The NHS Long Term Plan set a target for greater use of SCCL, seeking to get its share of NHS purchases up to 80% by 2022. “What I hear more often [from trusts] is: can you stop giving us a choice and just dictate the thing, because then we wouldn’t have this other 50% still being done in a different way”. Although that day might come - “when you get about 80% of the market share, what’s the point of doing something different?” - unlocking those cash savings remains his immediate priority.
“In 2021, we will be delivering £600m cash-releasing savings per year. That’s £50m in cash-releasing savings per month that go to frontline services. It doesn’t come back to me, it doesn’t go back to the department, or even government.

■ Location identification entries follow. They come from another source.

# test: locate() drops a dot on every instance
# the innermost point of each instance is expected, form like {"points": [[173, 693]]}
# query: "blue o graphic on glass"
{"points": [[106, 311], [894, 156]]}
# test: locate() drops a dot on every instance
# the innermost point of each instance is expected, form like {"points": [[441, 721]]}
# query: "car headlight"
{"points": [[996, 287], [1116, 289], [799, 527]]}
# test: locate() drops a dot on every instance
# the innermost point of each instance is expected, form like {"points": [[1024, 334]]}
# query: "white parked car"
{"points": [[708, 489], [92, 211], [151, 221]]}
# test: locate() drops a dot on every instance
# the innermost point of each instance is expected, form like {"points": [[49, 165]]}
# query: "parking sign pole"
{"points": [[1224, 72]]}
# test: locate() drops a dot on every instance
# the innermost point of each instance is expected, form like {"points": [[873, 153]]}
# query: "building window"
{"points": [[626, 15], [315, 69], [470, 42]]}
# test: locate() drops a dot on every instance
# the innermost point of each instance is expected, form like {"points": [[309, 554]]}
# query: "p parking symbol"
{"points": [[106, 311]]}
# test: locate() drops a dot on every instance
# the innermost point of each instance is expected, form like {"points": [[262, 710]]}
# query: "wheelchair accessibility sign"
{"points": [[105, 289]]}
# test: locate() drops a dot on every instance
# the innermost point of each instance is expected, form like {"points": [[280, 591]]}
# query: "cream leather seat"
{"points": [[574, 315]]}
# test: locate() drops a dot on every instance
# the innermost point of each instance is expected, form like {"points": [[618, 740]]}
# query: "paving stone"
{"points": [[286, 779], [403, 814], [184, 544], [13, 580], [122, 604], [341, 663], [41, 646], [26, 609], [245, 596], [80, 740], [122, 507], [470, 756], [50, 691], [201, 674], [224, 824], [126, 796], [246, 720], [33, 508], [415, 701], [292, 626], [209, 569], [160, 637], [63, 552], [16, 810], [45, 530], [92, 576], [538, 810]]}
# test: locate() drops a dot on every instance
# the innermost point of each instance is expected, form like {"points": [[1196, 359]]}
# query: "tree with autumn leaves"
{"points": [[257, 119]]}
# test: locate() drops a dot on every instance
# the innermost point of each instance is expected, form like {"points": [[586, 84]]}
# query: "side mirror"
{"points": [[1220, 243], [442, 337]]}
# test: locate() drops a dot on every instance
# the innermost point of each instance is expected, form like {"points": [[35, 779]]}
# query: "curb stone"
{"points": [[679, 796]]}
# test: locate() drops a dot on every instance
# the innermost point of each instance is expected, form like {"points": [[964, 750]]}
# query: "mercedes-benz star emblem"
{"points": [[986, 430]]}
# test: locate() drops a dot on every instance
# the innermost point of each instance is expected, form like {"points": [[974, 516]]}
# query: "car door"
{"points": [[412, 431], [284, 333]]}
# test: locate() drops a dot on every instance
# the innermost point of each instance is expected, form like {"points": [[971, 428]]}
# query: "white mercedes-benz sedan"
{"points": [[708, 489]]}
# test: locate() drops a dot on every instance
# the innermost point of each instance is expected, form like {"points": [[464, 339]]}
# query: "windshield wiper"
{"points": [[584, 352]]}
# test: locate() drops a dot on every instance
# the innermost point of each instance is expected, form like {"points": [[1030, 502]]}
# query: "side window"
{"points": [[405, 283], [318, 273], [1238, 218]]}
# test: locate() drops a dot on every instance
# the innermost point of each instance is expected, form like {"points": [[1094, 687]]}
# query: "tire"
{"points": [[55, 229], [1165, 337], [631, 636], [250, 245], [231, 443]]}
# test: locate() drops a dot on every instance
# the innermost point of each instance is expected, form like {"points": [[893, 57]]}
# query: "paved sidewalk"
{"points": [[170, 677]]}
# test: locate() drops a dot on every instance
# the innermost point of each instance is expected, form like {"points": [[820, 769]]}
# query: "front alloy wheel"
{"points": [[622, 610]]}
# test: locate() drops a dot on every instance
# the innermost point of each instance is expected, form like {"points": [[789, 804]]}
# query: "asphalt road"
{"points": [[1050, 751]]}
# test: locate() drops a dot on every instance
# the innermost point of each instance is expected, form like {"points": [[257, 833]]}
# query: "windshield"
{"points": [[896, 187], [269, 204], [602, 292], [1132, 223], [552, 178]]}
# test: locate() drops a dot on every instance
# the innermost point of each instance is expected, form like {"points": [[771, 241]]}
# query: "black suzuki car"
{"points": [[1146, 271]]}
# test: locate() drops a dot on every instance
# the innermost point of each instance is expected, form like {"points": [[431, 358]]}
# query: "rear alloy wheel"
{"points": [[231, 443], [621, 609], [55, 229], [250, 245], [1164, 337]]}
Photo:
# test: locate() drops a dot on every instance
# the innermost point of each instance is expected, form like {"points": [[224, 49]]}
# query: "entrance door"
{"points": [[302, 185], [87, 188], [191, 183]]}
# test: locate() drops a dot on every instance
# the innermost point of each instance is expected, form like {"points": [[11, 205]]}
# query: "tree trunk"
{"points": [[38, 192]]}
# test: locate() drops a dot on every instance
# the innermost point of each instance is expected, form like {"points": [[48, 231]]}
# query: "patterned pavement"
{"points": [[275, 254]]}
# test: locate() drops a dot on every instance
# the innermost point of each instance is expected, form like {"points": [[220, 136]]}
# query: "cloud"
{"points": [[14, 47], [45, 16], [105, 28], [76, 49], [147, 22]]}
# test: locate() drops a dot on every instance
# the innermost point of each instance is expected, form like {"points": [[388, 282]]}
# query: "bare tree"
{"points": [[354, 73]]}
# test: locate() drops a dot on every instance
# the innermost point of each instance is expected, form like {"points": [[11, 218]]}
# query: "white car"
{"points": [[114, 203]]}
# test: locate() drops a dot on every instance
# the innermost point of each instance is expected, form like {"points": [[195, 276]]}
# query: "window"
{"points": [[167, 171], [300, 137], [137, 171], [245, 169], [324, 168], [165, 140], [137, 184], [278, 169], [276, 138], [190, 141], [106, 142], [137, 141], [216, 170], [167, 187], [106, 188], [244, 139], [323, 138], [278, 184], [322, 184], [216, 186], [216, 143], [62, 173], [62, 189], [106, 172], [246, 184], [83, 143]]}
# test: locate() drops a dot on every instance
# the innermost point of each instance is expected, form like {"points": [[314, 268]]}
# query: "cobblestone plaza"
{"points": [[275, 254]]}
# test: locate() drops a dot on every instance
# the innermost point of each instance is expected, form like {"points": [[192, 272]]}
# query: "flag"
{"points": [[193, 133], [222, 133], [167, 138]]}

It goes back to the NHS, to frontline services where it belongs. That’s phenomenal. We are on that trajectory, and it’s great to be part of it.”
This is not to say it has all been plain sailing. Sahota has had five different ministers overseeing the plan since he joined government, and the programme has also been buffeted by a snap election and Brexit planning. Although he calls government “the best place I’ve worked for a very long time”, Sahota has also had to adjust to life in the civil service. “When I joined from the private sector, somebody said it will take six months for an approval,” he says, smiling. “I laughed, thinking that would never be the case. But I’ve learned to really understand why things happen in a certain way and never to think it is for no reason.”

Sahota says SCCL has “deferred some parts of our development that were non-critical, the nice-to-haves” to free up time to focus on ensuring supply of medical devices and clinical consumables after EU exit.
The organisation is well prepared “with the known variables that we have in front of us”. Having developed contingency plans, Sahota is now working to ensure they can be activated as needed. “We’re working with all our suppliers and ensuring that there are levels of preparedness on their side,” he says, adding that: “We’re in a better position than we could be if we hadn’t started on those plans some time ago,” he says.
Leaving the EU only adds complexity to already tangled web of different players across both government and NHS that Sahota has to work with. “It is a challenge and it’s one of the reasons why I came in, but it’s not insurmountable,” he says. “It’s not difficult in terms of complexity, it’s just complex. You need to respect it as a complex thing but then deal with it in your own way - and make sure that you don’t allow the complexity to win.”